Um, there is no training. This is where the training is about to begin.
Telling him the secret to flying isn’t training?
No, she just did that to get back at him. Master Yin will teach him how to really fly.
Okay, I think I did better with this sketch. Someone (particularly Ghost or B.Mac) Please review.
It’s and excerpt but the training is about to begin.
“I guess it couldn’t hurt to try.” Dunimas moaned. The old man wheeled around on his cane.
“Then it’s settled. Meet me on Mou-“
“No no no! This isn’t some old corny movie where this kid gets trained by some old guy and has to climb up some ridiculously large mountain just to get to his house, just to have to do a bunch of chores which secretly teaches him how to fight!” Dunimas refused.
“Oh…fine!” The old man said. His eyebrows formed a frown before stroking his incredibly long beard.
“No, ‘oh fine’!”
Dunimas turned around and saw Nora’s boiling red face.
“I’m going to teach you and that’s final!” She roared.
“So I’ll eventually learn how to fight by jumping off cliffs.” Dunimas said squinting his eyes in annoyance.
“I was just joking. You’re going to follow me, walk inside my dojo, pay 75 dollars, bow down, and then I train you.” She instructed.
“Why do I have to pay 75-“
“What did I just tell you to do?!” Nora interrupted.
“ I follow you, walk in, bow down to 75 dollars and you’ll train me.” Dunimas said acting as if he misheard her.
“Hey, he’s my-“
“No! You bow down to me!” she screamed standing on her toes and cutting Master Yin off.
“Oh, so I walk in, bow down to 75 dollars, bow down to you, you scream at me, then you train me.” Dunimas said.
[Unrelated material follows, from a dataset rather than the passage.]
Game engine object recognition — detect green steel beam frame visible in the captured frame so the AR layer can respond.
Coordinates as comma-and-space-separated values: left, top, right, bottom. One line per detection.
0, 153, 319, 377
“Dunimas, just how dumb are you?” Nora asked.
“It varies.” Dunimas admitted rubbing the back of his head.
Um…is anyone gonna reply?
A couple more good shows to study from (although these are more on the wacky side):
Freakazoid
The Tick
Earthworm Jim (except there’s no DVDs for it)
The show Static Shock has some great lines. But the only way to watch it is illegally since no one decided to release the DVDs. Still, pretty funny.
There’s the part where Richie becomes Gear (though he has no hero name) to save Virgil since Ebon suspects he’s Static (which he is, so lucky him). Anyway, I think Ebon is the one who comments on the new guy dressed in whats barely passable as a costume and Static says “It’s a work in progress. I want to call him Robin the Boy Wonder.” Richie responds: “Uh… No.” “See? We’re still working on it.”
IMO Merlin (BBC) has a very good sense of humour, it takes the audience away from that dark side of the show even if it is just for a few moments.
My story was working with already very established characters, and I’m awful at writing comedy, so I had a friend tell me what she liked in comedy, and I tried to see what I liked as well. Coming up with ‘comedy of errors’ sort of thing, the subject was a suprise party. [Two girls who can't cook try to bake a cake and fail miserably, the decorators accidentally tell the guest of honor about the party, and they invite the police chief, then bring up illegal fireworks.] Maybe this kind of thing would work for others.
“Two girls who can’t cook try to bake a cake and fail miserably, the decorators accidentally tell the guest of honor about the party, and they invite the police chief, then bring up illegal fireworks.” Haha, that all sounds promising.
The Office UK or US?
I think both are pretty solid. If you only have time for one, I’d recommend going with the one closer to your market.